Fisher milczał. Sam wielokrotnie zadawał sobie te pytania. Tanayama odczekał jeszcze chwilę, a później dodał:

— Nie będzie lotu na Sąsiednią Gwiazdę. Nie będzie statku, który mógłby cię zabrać. Fisher ponownie powstrzymał grymas zaskoczenia.

— Proszę o wybaczenie, dyrektorze. Nie powiedział pan, że mamy hiperwspomaganie. Powiedział pan „Zakładając, że jest tak jak mówisz…” Powinienem był zwrócić uwagę na dobór słów.

— Tak, powinieneś był. Zawsze należy to robić. Niemniej jednak, mamy hiperwspomaganie. Możemy poruszać się w przestrzeni tak jak zrobił to Rotor. A przynajmniej będziemy mogli, gdy zbudujemy statek o odpowiedniej konstrukcji i w pełni sprawny, co zajmie nam jakieś rok lub dwa. A co potem? Czy poważnie sugerujesz lot ku Sąsiedniej Gwieździe?

— Jest to jakaś opcja, dyrektorze — powiedział ostrożnie Fisher.

— Całkowicie nieprzydatna. Myśl, człowieku! Sąsiednia Gwiazda znajduje się w odległości ponad dwóch lat świetlnych. Bez względu na to, jak zręcznie uda się posłużyć hiperwspomaganiem. lot zajmie nam więcej niż dwa lata. Nasi teoretycy przewidują, też pomimo tego, iż hiperwspomaganie pozwala statkowi na osiąganie szybkości większej od szybkości światła przez krótkie okresy czasu — im większa szybkość, tym krótszy okres — to rezultat końcowy jest taki, że statek nie osiągnie żadnego punktu w przestrzeni szybciej, niż zrobiłby to promień świetlny, gdyby statek i promień wyruszyły z tego samego punktu początkowego.

— Jeśli tak jest…

— Jeśli tak jest, to oznacza to, że musiałbyś przebywać na małej powierzchni z tymi samymi ludźmi przez ponad dwa lata. Czy sądzisz, że wytrzymałbyś? Wiesz doskonale, że małe statki nigdy nie podróżowały daleko. My zaś potrzebujemy Osiedla — struktury wystarczająco dużej, by zapewnić rozsądne środowisko da pasażerów, jak Rotor. Ile czasu zajmie nam budowa Osiedla?

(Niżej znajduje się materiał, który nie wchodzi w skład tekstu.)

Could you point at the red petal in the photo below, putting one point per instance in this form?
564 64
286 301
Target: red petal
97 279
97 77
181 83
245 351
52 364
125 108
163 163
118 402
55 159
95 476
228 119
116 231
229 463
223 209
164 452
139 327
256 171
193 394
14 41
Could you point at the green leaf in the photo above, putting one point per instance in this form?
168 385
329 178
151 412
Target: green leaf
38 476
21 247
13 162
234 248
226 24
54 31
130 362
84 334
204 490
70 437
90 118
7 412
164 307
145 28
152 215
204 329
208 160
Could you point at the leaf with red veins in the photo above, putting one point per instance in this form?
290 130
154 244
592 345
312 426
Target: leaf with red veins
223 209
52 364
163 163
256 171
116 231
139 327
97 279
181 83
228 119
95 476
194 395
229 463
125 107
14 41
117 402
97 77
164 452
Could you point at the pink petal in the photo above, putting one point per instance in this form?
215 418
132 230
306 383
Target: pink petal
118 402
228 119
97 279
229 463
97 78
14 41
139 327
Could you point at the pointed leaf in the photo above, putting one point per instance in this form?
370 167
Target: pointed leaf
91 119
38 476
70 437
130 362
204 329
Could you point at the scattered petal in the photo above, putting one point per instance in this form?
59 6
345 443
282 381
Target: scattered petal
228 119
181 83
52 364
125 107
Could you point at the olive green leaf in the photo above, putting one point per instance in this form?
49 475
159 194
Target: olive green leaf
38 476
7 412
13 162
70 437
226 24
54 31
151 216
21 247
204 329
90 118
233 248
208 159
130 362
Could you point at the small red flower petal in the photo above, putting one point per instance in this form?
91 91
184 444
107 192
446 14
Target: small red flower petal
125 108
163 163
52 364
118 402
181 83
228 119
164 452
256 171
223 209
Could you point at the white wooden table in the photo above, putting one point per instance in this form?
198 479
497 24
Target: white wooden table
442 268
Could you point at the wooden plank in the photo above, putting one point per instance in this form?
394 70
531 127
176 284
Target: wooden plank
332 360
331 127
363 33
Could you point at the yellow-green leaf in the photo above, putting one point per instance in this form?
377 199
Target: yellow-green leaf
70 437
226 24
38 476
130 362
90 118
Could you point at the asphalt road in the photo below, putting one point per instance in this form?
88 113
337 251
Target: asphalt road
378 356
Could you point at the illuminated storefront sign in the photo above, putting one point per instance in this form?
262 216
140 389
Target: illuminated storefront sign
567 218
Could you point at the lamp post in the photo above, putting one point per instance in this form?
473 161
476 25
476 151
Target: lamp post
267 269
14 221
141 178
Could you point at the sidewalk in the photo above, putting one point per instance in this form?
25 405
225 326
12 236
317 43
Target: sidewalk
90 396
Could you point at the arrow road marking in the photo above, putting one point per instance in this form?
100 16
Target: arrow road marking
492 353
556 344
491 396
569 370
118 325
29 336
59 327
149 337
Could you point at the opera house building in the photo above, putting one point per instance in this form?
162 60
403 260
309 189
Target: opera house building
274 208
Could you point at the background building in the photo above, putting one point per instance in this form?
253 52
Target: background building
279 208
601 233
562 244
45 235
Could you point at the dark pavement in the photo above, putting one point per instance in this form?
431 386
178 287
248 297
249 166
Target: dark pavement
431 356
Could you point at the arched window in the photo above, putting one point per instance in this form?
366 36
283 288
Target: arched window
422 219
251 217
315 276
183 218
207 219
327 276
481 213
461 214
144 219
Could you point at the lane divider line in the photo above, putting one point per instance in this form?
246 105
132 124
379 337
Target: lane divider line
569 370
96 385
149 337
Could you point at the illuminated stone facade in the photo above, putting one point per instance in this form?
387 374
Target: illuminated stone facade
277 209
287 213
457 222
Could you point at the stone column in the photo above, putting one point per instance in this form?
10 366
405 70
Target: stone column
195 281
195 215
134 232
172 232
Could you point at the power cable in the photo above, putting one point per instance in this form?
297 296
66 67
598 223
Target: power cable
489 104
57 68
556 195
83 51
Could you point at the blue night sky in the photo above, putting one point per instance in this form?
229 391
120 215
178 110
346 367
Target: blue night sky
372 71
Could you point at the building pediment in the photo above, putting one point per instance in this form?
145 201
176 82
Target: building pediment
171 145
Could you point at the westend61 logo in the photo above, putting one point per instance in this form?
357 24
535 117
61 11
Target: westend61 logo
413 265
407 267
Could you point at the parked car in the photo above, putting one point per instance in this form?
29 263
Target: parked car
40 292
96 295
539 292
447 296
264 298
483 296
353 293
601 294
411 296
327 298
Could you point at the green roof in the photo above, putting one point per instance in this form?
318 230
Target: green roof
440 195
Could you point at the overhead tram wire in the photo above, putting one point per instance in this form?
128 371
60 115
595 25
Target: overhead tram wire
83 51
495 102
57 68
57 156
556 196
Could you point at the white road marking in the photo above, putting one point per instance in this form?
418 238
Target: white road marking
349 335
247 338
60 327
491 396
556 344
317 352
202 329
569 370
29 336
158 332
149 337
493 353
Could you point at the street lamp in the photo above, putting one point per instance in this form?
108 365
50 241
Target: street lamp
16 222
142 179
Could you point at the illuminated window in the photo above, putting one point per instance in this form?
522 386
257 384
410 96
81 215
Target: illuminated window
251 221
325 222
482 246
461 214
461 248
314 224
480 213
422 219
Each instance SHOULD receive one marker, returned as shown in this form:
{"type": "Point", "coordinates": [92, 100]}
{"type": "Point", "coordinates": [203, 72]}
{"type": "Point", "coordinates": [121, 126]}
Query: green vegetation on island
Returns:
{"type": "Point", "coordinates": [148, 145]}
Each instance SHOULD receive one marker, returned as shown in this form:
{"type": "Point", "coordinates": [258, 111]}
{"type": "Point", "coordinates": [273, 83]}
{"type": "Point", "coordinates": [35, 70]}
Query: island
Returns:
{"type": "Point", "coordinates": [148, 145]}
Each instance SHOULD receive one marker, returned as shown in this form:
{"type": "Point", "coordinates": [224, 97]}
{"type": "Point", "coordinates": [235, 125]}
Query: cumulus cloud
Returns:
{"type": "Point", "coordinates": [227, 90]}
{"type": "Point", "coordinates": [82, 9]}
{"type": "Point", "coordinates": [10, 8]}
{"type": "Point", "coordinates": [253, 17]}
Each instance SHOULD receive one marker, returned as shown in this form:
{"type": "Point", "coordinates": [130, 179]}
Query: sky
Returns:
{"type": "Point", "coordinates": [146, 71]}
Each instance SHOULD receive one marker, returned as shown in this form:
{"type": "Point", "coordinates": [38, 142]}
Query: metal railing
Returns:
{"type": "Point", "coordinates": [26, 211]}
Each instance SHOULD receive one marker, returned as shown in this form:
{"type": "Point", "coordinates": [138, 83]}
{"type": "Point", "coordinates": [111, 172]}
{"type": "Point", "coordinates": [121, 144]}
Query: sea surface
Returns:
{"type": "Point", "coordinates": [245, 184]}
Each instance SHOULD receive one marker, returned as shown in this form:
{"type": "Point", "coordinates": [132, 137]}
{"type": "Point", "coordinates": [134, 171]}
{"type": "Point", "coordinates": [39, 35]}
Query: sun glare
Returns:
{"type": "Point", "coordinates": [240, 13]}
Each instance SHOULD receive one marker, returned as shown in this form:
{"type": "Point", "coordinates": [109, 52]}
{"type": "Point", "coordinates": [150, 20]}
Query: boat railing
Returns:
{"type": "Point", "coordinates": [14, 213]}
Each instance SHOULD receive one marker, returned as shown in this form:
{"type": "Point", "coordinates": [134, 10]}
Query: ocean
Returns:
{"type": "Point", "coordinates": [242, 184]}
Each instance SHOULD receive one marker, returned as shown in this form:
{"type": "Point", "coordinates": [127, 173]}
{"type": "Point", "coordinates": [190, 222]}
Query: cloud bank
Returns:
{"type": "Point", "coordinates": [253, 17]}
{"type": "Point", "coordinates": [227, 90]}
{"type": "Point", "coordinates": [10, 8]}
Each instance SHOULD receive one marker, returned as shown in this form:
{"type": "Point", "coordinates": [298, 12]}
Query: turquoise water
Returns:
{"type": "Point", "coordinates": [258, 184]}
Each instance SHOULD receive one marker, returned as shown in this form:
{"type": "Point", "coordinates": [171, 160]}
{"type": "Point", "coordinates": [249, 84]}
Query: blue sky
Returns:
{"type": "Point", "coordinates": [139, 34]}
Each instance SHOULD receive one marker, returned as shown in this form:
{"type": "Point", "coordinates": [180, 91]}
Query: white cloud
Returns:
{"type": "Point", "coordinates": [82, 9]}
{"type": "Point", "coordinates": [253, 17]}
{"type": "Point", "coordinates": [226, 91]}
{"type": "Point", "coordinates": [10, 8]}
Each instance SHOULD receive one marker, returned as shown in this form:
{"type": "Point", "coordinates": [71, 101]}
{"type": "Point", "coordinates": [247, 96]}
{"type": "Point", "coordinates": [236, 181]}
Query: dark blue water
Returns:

— Trudno mi powiedzieć, dyrektorze.

— Dziesięć lat? Zakładając, że wszystko pójdzie zgodnie z planem i nie zdarzą się żadne opóźnienia czy nieszczęścia. Pamiętaj, że nie budowaliśmy Osiedli od ponad stu lat. Wszystkie nowe Osiedla zostały skonstruowane przez inne Osiedla. Jeśli nagle rozpoczniemy prace konstrukcyjne, zwrócimy na siebie uwagę wszystkich istniejących już Osiedli, a tego chcemy uniknąć. I wreszcie, gdy zbudujemy już nasze Osiedle, wyposażymy je w hiperwspomaganie i wyślemy w ponad dwuletnią podróż ku Sąsiedniej Gwieździe, co stanie się po przylocie na miejsce? Nasze Osiedle będzie łatwym celem do zniszczenia, jeśli Rotor ma statki wojenne, a z pewnością będzie miał. Rotor będzie miał więcej statków wojennych niż nasze podróżujące Osiedle. Oni są już na miejscu od trzech lat i będą tam jeszcze dwanaście zanim my się dostaniemy. Gdy tylko nas zobaczą, rozwalą Osiedle w drobny pył.